Ce qu’est
la Russie actuelle par rapport à nous, nous en avons quelque
idée. Mais qu’est la Russie soviétique par rapport à
ce que fut la Russie tsariste ? Y a‑t-il eu, dans l’ensemble,
déclin, constance ou progrès ? Vit-on mieux, moins
bien, aussi bien ou aussi mal qu’autrefois ? La question n’est
pas facile et l’auteur, qui a le mérite incontestable de lui
chercher une réponse objective, ne semble pas disposer de
l’échelle de mesure dont il aurait besoin. La Russie
tsariste fut un pays d’administration tracassière et
corrompue, où la statistique revêtait un caractère
assez fantastique ; la Russie stalinienne et néo-stalinienne
semble pousser à l’absurde les mêmes défauts,
et, d’ailleurs, ne renseigne plus depuis longtemps le monde
extérieur, non plus que ses propres citoyens, sinon par des
pourcentages d’accroissement dont la base est inconnue. Exception
faite de quelques rapports récents dont M. Pinoteau n’a pu
faire état. Enfin, les chiffres officiels sont trompeurs par
définition ; tout ce qui échappait et échappe
encore au marché et à l’impôt, dans une
économie presque sans transport, de consommation sur place, se
dérobe aussi au contrôle ; et l’exécution des
plans officiels et leur « dépassement » sont
couramment l’occasion de fictions graphiques, qui relèvent à
la fois de l’humour, du marché et de la misère noirs.
Si donc la Moscovie, comme l’ont constaté des observateurs
intelligents, est à la fois le pays du paysan dissimulateur et
des villes ou villages de Potemkine ; si le peuple travailleur et
l’État n’ont jamais cessé de se mentir, et si leur
identification mythique n’est qu’un mensonge de plus, on doit en
conclure que, en définitive, les intuitions du voyageur valent
bien les connaissances abstraites du compilateur de chiffres, et l’on
est réduit à demander à M. Pinoteau des
impressions, plutôt que des statistiques.
Or, ses
impressions sont riches et nuancées. Il a parcouru la Russie
de 1914 et celle de 1948 dans toute la mesure où un agent
diplomatique français était autorisé à le
faire ; il a certainement beaucoup vu et beaucoup lu, et semblé
avoir eu ce flair qui permet de trouver et retenir l’essentiel. Il
ne néglige ni le lieu commun ni le paradoxe ; et le pondérable
comme l’impondérable, le fait général comme
l’anecdote trouvent place dans ses écrits. Il cite
volontiers et brillamment ses devanciers, avec une préférence
marquée pour le marquis de Custine (dont Alexandre Herzen
disait qu’il était l’étranger ayant le mieux
compris la Russie).
Les
problèmes de technique industrielle et agricole ne sont pas
étrangers à notre auteur, et jouent dans son tableau un
rôle important auprès des problèmes
démographiques, financiers, politiques ou militaires.

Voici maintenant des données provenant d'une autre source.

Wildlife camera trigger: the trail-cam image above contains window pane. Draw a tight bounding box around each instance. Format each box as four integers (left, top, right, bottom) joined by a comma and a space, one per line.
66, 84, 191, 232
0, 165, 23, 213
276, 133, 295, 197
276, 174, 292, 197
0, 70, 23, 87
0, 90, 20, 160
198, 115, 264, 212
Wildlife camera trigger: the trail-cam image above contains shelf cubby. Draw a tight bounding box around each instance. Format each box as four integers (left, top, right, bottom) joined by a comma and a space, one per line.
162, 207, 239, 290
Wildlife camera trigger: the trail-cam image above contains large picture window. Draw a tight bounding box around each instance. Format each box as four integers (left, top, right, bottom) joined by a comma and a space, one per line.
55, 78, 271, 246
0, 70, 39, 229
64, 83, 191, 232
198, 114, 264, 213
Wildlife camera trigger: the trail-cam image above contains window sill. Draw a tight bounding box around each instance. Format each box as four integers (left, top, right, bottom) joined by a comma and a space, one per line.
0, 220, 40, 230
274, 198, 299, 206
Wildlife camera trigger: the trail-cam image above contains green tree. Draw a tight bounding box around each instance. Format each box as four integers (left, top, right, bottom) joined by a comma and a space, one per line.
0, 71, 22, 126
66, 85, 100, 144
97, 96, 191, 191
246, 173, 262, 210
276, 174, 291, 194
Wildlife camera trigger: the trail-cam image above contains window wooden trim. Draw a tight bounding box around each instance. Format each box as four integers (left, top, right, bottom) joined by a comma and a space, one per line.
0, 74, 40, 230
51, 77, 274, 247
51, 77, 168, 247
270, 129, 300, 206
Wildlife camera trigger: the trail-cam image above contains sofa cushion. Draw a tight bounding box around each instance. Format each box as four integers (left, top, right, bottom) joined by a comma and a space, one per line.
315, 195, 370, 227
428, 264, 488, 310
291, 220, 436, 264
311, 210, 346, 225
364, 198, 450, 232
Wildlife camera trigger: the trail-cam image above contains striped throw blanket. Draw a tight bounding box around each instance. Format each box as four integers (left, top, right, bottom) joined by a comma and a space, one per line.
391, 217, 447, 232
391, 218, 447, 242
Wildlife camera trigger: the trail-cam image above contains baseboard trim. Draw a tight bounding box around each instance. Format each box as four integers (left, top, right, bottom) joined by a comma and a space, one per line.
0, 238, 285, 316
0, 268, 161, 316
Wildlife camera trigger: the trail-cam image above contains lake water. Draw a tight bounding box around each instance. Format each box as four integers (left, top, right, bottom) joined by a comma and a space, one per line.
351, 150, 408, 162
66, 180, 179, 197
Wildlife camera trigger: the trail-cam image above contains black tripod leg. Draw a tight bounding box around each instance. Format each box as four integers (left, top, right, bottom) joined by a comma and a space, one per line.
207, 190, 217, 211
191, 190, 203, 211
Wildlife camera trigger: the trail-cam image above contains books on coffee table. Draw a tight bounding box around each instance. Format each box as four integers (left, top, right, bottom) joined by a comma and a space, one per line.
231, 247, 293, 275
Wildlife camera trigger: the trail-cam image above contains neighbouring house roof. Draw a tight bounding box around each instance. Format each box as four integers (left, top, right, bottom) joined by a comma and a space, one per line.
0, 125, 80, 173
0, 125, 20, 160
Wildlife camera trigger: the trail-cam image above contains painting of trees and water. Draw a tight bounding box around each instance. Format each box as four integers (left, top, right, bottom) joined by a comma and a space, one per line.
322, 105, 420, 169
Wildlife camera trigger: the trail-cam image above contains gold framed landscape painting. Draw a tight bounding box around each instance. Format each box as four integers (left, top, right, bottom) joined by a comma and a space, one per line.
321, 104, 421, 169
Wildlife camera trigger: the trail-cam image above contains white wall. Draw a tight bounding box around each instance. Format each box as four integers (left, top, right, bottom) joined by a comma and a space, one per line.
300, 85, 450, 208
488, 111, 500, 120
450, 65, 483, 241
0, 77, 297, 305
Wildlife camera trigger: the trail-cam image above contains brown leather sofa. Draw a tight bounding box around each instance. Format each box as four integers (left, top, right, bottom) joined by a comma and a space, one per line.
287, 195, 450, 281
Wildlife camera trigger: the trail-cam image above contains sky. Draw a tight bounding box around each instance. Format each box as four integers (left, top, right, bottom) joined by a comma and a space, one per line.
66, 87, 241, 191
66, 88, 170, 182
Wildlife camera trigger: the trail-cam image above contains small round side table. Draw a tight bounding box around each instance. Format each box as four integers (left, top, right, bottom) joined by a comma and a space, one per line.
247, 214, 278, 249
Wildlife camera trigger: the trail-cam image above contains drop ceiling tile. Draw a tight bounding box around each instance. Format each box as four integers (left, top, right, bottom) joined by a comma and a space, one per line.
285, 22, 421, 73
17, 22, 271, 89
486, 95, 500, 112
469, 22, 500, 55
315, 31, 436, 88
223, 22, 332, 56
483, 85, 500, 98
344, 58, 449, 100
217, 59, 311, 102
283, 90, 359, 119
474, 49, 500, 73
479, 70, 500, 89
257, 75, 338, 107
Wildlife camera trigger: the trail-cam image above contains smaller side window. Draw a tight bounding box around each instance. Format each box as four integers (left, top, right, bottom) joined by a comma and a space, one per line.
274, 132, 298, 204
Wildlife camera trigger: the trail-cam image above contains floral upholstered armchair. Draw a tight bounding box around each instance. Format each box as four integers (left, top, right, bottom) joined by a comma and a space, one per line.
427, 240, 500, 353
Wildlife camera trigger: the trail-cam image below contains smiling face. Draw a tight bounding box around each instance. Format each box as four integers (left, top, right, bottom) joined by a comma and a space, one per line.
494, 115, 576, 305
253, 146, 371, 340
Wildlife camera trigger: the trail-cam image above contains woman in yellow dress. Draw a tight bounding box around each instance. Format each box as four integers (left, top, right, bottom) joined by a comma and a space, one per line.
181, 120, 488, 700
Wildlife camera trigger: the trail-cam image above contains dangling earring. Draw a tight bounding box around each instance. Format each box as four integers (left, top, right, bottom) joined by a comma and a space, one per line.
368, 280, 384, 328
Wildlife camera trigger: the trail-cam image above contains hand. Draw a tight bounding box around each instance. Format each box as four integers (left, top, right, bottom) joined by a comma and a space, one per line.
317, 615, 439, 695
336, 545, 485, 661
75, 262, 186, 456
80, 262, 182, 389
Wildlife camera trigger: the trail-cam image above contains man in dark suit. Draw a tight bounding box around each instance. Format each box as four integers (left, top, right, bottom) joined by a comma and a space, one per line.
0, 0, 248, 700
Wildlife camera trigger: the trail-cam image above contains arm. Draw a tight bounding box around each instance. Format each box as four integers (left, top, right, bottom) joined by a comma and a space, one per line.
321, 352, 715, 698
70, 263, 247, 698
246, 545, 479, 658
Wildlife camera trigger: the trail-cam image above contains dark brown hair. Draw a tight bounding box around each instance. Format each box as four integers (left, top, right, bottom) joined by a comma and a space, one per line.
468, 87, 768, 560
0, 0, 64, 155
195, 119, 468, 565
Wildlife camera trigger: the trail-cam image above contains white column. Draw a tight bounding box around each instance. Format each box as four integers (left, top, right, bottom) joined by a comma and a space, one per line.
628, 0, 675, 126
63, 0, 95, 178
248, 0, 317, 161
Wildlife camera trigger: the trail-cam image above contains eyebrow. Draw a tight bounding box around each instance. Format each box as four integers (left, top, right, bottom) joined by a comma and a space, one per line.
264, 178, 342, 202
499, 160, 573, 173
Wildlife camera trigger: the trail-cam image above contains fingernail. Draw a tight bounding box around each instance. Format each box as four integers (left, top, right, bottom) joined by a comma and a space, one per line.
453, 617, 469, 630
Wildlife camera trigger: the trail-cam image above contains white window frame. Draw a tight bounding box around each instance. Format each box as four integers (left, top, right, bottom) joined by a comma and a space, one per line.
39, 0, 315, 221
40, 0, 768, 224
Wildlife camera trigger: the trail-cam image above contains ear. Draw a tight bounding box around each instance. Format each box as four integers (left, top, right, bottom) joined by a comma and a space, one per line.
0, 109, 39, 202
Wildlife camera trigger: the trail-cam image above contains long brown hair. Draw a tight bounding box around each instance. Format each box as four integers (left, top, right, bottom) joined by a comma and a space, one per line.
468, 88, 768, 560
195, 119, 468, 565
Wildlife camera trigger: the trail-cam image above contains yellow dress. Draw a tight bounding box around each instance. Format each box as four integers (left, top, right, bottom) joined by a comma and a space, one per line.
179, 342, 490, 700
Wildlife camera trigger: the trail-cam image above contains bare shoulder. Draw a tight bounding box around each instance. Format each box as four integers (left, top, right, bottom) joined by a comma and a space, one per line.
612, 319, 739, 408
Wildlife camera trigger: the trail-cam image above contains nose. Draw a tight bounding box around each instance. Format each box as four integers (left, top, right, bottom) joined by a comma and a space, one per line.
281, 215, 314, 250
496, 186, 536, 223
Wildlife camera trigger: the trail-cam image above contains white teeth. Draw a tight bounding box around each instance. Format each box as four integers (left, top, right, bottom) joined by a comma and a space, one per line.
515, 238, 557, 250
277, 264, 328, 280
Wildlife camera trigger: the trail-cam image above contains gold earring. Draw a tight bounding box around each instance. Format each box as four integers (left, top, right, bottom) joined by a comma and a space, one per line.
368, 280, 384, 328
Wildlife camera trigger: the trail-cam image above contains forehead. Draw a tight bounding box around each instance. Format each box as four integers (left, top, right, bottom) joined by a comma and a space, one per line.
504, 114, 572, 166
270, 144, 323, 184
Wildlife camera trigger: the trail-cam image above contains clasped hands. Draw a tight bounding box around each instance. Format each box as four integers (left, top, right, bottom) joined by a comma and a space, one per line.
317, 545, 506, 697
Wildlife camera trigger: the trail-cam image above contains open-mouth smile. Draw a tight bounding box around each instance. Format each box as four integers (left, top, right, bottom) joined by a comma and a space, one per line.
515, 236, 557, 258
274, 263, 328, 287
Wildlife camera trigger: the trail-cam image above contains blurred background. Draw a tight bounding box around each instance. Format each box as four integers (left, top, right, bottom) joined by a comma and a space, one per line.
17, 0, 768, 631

Certaines pages un peu bâclées, de contenu comme de
style, nous font toutefois regretter l’écrivain subtil et
châtié qui paraissait surtout dans ses premiers
chapitres.
Quoi
qu’il en soit, évitant de répéter les schémas
usés sur le bolchevisme, sa théorie, ses grands hommes
et ses rapports avec le monde capitaliste, et fournissant par contre
de l’histoire russe d’avant 1917 un raccourci vivant et original,
M. Robert Pinoteau a fait œuvre utile et agréable, dans un
livre instructif et de bonne compagnie.